Thanks Drew,
Thanks Tully,
Drew, thanks for your clarification about the config values. So it looks like the *buffer_processors values are not the culprits (I already suspected that, as changing them did not change anything in the behaviour).
We use Opensearch 2.6.0 as indexer.
(Don’t be confused: in the beginning we used Elasticsearch - the hostnames are still the same after changing to Opensearch)
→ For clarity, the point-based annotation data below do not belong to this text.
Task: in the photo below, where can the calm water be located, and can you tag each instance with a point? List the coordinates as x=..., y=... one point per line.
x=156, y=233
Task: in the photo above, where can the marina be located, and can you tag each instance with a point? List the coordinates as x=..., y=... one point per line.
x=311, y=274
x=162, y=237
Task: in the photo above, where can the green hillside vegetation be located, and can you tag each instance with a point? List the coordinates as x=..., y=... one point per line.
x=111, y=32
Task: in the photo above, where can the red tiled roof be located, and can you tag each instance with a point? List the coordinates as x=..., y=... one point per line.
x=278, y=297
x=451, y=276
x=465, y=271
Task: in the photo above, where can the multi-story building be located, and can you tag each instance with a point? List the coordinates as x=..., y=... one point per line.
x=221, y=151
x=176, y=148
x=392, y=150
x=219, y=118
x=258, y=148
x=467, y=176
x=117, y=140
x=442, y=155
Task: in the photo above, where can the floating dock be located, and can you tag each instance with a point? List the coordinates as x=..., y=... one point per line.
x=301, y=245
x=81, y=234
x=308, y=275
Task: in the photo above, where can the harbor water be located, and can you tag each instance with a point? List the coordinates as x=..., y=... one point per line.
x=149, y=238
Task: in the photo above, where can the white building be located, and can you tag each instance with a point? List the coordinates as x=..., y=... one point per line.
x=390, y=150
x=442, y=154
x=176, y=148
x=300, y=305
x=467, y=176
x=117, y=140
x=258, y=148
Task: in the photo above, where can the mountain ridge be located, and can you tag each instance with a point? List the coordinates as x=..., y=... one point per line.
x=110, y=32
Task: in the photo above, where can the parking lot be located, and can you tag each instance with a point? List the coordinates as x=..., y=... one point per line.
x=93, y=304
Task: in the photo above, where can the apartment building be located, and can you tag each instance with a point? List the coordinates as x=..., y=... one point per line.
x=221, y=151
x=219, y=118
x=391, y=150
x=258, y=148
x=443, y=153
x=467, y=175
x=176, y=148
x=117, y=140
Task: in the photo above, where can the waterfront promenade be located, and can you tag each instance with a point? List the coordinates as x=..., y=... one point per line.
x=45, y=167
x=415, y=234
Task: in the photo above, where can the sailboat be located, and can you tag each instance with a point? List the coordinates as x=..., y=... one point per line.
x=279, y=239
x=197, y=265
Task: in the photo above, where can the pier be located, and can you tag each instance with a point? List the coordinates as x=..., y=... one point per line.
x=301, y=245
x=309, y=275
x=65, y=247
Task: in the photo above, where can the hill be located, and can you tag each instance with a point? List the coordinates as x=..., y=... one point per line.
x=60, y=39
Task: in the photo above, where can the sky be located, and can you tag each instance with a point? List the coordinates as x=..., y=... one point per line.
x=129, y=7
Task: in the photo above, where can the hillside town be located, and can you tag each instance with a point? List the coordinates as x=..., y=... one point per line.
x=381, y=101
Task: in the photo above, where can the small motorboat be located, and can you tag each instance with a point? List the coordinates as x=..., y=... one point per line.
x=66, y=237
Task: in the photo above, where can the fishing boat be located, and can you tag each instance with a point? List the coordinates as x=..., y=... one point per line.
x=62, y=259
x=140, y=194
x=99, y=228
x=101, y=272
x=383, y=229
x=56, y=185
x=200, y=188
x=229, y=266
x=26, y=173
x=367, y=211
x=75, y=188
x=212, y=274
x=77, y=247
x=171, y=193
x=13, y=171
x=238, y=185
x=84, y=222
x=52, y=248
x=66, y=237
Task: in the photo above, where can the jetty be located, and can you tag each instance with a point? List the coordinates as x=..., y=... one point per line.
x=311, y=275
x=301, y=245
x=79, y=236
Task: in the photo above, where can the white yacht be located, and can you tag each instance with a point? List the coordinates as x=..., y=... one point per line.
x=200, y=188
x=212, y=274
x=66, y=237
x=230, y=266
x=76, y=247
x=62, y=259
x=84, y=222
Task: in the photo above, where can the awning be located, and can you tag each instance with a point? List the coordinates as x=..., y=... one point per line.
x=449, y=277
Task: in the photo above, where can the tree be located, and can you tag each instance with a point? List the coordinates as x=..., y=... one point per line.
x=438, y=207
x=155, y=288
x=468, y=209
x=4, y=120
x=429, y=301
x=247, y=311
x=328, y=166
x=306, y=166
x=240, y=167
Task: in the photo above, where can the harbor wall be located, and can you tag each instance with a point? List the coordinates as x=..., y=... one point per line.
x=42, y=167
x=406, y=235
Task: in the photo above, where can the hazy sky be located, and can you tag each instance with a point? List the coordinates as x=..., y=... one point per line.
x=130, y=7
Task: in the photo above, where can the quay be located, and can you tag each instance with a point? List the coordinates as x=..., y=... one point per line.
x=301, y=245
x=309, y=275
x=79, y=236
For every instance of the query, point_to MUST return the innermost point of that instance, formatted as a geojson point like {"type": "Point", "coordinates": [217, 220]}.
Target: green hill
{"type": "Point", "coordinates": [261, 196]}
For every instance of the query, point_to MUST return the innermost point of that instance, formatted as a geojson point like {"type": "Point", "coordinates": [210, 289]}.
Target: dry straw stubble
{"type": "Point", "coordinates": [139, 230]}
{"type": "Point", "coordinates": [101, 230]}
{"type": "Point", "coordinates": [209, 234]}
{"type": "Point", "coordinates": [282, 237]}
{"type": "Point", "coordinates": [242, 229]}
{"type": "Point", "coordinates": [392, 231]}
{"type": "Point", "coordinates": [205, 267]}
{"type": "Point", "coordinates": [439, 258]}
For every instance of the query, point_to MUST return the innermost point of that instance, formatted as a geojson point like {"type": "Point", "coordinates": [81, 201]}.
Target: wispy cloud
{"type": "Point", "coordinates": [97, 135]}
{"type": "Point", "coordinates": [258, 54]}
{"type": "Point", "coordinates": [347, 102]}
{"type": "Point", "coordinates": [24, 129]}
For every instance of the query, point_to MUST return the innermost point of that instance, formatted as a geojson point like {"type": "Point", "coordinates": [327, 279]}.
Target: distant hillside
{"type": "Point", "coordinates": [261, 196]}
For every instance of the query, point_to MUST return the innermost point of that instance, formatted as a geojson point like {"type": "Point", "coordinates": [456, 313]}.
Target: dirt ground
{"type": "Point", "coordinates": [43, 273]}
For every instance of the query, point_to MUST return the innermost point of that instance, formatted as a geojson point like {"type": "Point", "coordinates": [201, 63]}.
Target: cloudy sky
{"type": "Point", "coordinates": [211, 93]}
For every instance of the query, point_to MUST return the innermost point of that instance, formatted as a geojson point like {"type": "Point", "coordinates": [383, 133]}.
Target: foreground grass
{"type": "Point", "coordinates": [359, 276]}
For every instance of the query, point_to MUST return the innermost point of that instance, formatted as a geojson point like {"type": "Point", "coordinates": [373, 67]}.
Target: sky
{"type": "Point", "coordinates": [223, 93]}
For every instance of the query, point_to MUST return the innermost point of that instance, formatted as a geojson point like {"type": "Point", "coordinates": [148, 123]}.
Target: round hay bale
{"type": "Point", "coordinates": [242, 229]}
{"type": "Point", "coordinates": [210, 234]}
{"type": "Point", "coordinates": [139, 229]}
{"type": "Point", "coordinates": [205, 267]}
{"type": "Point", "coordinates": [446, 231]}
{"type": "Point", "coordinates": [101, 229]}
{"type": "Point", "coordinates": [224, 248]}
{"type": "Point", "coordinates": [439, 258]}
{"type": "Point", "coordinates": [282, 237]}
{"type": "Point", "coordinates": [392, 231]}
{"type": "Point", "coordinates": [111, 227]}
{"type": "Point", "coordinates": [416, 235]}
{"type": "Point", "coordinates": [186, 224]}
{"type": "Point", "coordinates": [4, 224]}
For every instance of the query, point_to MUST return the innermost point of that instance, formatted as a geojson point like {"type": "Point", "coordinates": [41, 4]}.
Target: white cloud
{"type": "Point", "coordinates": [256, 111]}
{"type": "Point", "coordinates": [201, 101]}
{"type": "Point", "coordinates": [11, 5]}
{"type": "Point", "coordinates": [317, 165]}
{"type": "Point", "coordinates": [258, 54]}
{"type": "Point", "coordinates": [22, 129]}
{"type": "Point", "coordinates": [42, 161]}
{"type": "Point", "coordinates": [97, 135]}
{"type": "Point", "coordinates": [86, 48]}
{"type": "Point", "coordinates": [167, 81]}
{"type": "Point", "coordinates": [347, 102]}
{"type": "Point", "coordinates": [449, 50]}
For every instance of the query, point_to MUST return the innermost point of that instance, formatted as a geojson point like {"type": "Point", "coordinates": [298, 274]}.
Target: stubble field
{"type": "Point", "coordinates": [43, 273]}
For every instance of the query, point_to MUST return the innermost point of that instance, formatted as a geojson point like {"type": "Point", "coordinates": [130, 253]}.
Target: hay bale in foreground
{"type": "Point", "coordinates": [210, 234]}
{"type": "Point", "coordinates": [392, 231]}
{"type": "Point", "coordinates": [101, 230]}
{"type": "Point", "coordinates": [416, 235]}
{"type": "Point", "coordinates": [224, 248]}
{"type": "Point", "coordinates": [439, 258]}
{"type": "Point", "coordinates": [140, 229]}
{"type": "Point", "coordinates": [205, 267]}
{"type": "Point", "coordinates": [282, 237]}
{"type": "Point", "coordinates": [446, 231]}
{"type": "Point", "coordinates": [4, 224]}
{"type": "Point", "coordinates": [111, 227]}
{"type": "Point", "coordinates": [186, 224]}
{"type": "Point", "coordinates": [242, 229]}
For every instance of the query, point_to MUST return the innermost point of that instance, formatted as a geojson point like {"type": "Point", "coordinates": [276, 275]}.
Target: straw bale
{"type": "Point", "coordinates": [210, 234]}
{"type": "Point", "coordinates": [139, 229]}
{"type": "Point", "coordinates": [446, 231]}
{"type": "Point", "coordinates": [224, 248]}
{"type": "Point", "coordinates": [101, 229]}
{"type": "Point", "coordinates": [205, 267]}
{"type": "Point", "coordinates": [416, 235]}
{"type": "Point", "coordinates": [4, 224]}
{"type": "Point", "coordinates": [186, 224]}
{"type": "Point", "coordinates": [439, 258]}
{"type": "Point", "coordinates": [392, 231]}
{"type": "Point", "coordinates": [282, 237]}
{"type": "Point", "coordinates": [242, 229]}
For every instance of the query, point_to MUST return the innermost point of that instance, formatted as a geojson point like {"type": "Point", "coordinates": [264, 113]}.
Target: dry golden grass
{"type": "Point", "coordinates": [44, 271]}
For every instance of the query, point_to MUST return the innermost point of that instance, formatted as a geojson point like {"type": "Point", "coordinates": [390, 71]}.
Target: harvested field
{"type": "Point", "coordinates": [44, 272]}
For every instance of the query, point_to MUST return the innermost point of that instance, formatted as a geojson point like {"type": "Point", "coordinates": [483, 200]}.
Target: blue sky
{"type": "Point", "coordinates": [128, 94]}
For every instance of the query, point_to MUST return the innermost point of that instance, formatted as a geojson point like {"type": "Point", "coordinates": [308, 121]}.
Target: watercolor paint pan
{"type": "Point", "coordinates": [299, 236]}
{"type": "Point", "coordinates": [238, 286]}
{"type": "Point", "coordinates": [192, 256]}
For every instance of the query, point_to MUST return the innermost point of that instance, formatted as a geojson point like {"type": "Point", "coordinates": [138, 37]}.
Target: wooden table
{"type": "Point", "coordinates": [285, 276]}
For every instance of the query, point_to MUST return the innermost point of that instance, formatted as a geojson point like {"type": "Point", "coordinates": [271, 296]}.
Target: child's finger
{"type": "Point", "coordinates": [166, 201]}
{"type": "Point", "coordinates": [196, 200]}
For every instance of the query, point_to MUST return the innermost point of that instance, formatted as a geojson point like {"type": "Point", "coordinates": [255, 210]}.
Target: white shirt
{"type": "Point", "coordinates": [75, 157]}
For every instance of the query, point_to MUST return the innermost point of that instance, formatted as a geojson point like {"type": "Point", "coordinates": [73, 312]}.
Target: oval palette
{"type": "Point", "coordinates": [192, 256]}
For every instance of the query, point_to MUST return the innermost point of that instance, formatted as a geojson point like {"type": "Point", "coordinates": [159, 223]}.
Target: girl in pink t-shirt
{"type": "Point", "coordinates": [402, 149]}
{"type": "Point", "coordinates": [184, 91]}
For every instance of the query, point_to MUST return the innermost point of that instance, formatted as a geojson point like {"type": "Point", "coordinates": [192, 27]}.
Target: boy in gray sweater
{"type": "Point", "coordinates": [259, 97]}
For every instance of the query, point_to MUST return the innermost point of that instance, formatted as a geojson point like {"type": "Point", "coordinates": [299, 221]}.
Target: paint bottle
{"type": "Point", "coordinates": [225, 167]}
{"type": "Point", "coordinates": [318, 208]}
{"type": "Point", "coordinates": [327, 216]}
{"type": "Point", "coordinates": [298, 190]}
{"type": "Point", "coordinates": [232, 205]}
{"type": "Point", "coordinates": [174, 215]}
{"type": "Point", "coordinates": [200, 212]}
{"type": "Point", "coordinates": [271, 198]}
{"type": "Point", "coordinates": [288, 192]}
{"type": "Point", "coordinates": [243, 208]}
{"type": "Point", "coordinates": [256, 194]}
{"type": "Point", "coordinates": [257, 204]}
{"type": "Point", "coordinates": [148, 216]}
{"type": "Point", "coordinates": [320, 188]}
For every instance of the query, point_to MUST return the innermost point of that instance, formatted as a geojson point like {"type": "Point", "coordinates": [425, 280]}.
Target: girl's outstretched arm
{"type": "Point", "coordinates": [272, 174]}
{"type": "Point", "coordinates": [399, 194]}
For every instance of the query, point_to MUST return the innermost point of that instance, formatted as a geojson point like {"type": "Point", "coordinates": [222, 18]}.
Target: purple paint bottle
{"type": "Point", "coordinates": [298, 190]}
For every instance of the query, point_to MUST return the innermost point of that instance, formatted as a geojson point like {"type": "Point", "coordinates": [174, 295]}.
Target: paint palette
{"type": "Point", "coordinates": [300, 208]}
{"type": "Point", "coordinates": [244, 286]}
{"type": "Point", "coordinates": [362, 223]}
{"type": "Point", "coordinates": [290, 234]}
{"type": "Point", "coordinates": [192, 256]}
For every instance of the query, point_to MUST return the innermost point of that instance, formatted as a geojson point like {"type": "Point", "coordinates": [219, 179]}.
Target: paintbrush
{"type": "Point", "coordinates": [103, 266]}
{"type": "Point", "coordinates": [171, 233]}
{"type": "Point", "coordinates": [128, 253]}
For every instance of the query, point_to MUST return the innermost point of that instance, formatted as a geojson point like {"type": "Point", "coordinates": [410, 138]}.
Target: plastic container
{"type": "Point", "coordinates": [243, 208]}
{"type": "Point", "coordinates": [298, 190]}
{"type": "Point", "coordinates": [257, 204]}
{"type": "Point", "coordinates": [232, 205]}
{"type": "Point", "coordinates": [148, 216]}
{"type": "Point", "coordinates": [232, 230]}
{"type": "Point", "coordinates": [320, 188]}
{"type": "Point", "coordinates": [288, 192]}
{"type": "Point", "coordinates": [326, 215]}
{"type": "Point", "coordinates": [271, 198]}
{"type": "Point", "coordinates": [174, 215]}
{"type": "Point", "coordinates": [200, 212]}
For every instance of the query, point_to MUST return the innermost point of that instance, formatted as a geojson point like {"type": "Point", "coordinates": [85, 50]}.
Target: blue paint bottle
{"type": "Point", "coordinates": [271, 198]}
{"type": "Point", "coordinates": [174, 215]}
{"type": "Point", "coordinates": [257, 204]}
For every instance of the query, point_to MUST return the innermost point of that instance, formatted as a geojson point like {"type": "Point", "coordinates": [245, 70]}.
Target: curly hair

This is our server.conf (without comments and anonymised). All 4 nodes are pretty identical (only node 4 has some more processbuffers, as it has more cores). Everything else is left on defaults.
is_leader = true
node_id_file = /etc/graylog/server/node-id
password_secret = *******************
root_password_sha2 = *******************
bin_dir = /usr/share/graylog-server/bin
data_dir = /var/lib/graylog-server
plugin_dir = /usr/share/graylog-server/plugin
http_bind_address: 192.168.1.1:9000
http_external_uri = http://graylog.mydomain.com
stream_aware_field_types=false
elasticsearch_hosts = http://192.168.1.10:9200,http://192.168.1.11:9200,http://192.168.1.12:9200,http://192.168.1.13:9200
elasticsearch_connect_timeout = 5s
elasticsearch_idle_timeout = 60s
elasticsearch_max_total_connections = 512
elasticsearch_max_total_connections_per_route = 128
rotation_strategy = size
elasticsearch_max_docs_per_index = 20000000
elasticsearch_max_number_of_indices = 20
retention_strategy = delete
elasticsearch_shards = 4
elasticsearch_replicas = 0
elasticsearch_index_prefix = graylog
allow_leading_wildcard_searches = false
allow_highlighting = false
elasticsearch_analyzer = standard
output_batch_size = 3000
output_flush_interval = 1
output_fault_count_threshold = 5
output_fault_penalty_seconds = 30
processbuffer_processors = 12
outputbuffer_processors = 8
processor_wait_strategy = blocking
ring_size = 65536
inputbuffer_ring_size = 65536
inputbuffer_processors = 2
inputbuffer_wait_strategy = blocking
message_journal_enabled = true
message_journal_dir = /var/lib/graylog-server/journal
message_journal_max_size = 10gb
lb_recognition_period_seconds = 3
mongodb_uri = mongodb://graylog01.mydomain.com:27017,graylog02.mydomain.com:27017,graylog04.mydomain.com:27017,graylog03.mydomain.com:27017/graylog?replicaSet=rs0
mongodb_max_connections = 1000
http_proxy_uri = http://proxy.mydomain:3128
http_non_proxy_hosts = localhost,127.0.0.1,192.168.1.*,*.mydomain.com
prometheus_exporter_enabled = true
prometheus_exporter_bind_address = 192.168.1.1:9833
Our output buffer values the last two weeks:
And the process buffers:
Unfortunately the timespan is very short, where we had the issues, as I immediately downgraded to fix it… So again there is not much visible…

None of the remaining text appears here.